While Google has demonstrated that corporations can do the right thing, the vast majority of evidence suggests that we should never trust a corporation with anything that we might want to retrieve when it’s not immediately profitable for the corporation. Therefore avoiding commercial services for storing important data is the sensible thing to do.

4 comments to 5 Principles of Backup Software

  • neonsignal

    On point three I agree strongly, it pays to be very suspicious of backup systems that are not forward compatible with new versions. If they can’t be bothered with defining an extendable format that is forward compatible, then there is a fair chance that at some point in the future they’ll break their format enough to not be backward compatible either. No-one wants to be digging around for ancient and unmaintained software just to examine a single file in a historical backup.

    I’m finding more and more that plain old filesystems (with hard links to manage incrementals) are the safest for backups (eg using rsync and the like). If the files are small (eg source), I don’t care if they get compressed, and if they are large (eg media), then they are probably already compressed. And the beauty is that in the worst case it can be restored with plain old cp. The drawback is that it doesn’t work so well for “embedded” filesystems, such as databases and virtual machine images, since their contents are to some extent opaque (eg, as you suggest, something like an XML export needs to be part of the process).

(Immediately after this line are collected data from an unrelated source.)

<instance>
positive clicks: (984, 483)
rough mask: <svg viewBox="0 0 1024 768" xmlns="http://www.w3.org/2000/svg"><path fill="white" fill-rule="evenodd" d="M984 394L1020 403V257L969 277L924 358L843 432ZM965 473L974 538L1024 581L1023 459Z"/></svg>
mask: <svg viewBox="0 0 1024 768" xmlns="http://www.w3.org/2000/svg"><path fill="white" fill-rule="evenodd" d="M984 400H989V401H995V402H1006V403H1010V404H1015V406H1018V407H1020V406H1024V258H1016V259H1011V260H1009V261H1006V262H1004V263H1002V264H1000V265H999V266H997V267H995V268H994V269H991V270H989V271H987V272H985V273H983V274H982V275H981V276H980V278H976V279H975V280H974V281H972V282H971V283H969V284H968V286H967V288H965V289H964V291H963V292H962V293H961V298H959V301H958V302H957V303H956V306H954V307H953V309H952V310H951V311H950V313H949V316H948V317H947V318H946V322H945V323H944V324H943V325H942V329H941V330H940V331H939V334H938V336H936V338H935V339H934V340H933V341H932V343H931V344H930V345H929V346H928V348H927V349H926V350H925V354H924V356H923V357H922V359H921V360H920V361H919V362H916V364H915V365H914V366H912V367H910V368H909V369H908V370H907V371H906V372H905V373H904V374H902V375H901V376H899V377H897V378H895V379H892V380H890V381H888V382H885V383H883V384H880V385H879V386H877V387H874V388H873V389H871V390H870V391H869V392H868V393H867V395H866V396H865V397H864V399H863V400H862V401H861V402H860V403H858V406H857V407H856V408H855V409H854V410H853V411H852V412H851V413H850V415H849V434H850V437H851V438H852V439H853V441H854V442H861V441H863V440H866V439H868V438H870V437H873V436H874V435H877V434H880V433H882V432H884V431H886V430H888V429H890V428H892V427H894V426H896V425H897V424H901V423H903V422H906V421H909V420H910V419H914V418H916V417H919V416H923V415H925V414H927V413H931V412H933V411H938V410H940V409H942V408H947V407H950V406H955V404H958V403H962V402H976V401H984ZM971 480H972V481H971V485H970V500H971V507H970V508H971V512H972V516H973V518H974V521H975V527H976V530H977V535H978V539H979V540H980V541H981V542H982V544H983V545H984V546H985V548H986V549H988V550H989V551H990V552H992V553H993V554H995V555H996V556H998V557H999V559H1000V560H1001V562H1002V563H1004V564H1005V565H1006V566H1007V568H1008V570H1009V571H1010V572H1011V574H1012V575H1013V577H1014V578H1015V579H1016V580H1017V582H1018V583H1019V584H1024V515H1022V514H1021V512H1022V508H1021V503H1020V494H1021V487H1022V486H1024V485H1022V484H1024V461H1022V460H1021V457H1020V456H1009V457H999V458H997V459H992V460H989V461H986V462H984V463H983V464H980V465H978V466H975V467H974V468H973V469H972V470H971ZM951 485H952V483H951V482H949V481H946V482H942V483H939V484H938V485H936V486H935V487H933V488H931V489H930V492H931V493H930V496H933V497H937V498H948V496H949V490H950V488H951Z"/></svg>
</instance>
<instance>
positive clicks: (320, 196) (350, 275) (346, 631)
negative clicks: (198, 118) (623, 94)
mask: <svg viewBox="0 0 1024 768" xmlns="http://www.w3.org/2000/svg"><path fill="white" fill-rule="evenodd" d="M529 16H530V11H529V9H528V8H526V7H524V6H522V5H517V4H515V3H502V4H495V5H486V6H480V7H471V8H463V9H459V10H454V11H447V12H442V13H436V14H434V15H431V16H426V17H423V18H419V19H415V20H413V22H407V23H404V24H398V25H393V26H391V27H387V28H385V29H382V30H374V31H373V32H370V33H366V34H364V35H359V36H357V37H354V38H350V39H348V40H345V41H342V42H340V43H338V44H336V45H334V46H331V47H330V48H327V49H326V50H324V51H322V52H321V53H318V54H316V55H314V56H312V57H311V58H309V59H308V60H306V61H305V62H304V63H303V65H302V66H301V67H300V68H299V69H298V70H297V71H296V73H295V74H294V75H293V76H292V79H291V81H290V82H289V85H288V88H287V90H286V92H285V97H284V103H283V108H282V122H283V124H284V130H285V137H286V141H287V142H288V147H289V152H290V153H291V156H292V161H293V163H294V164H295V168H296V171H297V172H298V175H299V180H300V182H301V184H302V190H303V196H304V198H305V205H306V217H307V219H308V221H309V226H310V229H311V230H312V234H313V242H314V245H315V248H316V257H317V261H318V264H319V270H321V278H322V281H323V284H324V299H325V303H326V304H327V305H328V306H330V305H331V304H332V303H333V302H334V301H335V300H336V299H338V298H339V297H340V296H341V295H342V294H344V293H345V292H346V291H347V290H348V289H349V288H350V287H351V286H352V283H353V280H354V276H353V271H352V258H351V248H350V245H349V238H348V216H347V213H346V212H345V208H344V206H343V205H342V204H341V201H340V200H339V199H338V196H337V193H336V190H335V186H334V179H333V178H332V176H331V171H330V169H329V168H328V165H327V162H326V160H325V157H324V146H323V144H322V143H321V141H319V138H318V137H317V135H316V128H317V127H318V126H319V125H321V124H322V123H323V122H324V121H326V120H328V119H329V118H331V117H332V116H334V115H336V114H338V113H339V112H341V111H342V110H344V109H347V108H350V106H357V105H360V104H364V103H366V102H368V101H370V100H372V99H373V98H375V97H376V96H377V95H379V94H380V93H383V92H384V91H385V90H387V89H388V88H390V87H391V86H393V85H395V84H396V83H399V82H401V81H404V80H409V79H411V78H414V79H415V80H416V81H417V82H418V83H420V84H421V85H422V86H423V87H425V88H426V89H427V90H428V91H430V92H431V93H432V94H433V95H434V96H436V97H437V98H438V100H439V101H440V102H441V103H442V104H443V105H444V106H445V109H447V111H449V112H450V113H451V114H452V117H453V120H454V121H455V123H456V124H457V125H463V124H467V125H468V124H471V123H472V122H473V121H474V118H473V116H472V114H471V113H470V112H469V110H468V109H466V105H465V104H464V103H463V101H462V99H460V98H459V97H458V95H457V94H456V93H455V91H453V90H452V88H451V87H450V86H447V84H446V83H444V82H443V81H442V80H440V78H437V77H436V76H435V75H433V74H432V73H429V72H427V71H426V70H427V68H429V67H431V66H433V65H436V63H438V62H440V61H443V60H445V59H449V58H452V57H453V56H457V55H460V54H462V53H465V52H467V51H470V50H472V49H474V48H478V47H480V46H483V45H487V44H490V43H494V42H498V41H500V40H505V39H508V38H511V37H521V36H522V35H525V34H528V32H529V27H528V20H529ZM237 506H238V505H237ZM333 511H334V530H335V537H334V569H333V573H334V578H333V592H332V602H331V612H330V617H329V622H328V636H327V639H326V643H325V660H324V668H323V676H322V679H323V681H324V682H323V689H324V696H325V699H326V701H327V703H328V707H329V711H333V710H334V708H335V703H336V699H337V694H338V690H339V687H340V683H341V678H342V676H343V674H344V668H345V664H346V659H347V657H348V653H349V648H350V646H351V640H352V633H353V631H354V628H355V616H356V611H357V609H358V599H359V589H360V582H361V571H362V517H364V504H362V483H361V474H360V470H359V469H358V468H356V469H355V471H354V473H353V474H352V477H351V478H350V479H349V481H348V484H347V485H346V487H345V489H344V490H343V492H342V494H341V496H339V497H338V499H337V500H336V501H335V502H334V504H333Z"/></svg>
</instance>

    Another point I’d want to add to backup software requirements is the need for good logging and testing facilities; it is vital to know that a backup has had errors, and to be able to test that the backup can be restored without necessarily restoring the entire content.

  • Brendan

    I once tried to recover a tar file, but was told (by tar) that the format was too old. The tar was made in 1991 ish, and I think I was trying to recover it 10-12 years or so later. I don’t know if the archive was corrupted.

  • Brendan

    PS: on Android an app’s data is private to that app (including if it’s connected for debugging). The app must, itself, have a function for exporting it to a public area on the SD card and a second function for importing them again.

    Maybe what needed to be backed up was too tedious for them to be bothered coding it in Java?

  • etbe

    neonsignal: Yes filesystems can be good, but they can also become outdated. It’s fortunate that my backups of early Linux systems weren’t in the Minix or Xiafs filesystem formats. It’s unfortunate that some of my backups of OS/2 systems are in the form of HPFS images…

    Brendan: In at least one case the app developer might consider that they have a vested interest in making it difficult to backup data – to avoid cheating in an online game.

    http://www.reddit.com/r/linux/comments/pgkea/5_principles_of_backup_software/

    A comment on Reddit says “How is it ethical to deny root to permanent users of* devices”. I agree that when we consider the ethical issues related to using devices then a good case can be made for allowing the purchaser to have root access. But in terms of backup it’s sufficient to merely preserve the user’s data – something Sony Ericsson shows no sign of ever doing.